Esta hipótese encontra-se na reportagem de Vera Rosa, Daiene Cardoso, Fernando Galo e Lariberto Braga, O Estado de São Paulo também do dia 5, foto de Paulo Pinto. A matéria afirma que Lula, contrariado com a ausência que sinaliza uma divisão no PT, pretende enquadrar Marta Suplicy. Lance difícil. Apoios forçados, ele sabe bem, não funcionam.

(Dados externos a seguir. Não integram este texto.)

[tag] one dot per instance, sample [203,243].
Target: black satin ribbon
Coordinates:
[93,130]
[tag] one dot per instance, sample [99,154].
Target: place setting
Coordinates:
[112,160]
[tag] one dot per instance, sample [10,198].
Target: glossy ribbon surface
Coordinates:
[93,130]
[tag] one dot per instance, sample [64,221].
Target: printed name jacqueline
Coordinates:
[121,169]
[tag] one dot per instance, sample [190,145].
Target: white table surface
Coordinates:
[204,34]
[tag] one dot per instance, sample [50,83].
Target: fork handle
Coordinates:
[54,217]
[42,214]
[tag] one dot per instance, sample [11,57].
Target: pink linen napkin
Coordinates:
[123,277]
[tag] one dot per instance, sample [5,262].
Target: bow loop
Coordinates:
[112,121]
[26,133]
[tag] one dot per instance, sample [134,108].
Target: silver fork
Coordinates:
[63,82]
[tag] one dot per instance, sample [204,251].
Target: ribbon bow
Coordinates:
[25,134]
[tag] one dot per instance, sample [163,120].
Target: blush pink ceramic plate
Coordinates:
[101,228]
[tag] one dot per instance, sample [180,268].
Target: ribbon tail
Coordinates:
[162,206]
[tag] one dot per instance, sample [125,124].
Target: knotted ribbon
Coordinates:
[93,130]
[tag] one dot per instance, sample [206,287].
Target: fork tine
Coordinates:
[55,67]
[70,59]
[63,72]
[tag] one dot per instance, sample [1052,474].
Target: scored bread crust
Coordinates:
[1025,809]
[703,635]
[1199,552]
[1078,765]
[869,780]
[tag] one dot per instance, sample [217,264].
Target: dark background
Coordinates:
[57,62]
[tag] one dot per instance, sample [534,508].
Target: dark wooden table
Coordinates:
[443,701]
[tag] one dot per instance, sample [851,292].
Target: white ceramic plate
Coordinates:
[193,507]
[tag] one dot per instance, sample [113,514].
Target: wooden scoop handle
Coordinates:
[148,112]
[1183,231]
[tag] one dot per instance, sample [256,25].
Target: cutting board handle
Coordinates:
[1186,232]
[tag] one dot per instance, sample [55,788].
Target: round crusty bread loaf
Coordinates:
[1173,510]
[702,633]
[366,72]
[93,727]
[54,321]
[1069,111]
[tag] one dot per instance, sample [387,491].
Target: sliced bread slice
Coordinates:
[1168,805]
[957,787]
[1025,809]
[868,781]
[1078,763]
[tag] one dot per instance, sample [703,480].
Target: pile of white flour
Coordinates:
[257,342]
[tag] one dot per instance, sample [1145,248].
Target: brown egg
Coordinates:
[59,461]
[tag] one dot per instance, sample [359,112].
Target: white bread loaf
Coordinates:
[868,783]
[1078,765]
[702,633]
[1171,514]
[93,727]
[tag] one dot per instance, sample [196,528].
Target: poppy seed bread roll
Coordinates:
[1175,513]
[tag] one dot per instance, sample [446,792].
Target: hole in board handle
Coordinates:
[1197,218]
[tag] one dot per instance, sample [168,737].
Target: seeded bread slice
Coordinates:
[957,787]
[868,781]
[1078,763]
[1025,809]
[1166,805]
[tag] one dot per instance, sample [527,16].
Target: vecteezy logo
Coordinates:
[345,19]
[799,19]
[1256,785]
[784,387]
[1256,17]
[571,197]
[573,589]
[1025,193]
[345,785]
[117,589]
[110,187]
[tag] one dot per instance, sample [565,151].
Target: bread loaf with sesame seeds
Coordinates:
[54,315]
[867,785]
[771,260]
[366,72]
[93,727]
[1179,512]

Mas eu disse que Marta pode ter chutado para fora a chance (remota, mas sempre uma chance) de substituir Haddad. Claro. Deveria esperar o quique da bola. Fernando Haddad, com 3 pontos no Datafolha e no IBOPE, não está decolando. Se o seu nome se mostrar inviável, qual a única petista que poderá substituí-lo? Marta Suplicy, senadora eleita em 2010, ex-prefeita da Cidade.

Mas com seu afastamento no domingo, tal solução alternativa torna-se impraticável. Sobretudo porque atingiria em cheio o prestígio do ex-presidente da República. A menos que ele, como admitiram Diógenes Campanha e Bernardo Melo Franco, Folha de São Paulo, abandone a ideia da pressão e evolua para uma nova investida à base da persuasão. É. Pode ser. Como costuma dizer Ancelmo Góis em sua Coluna no Globo.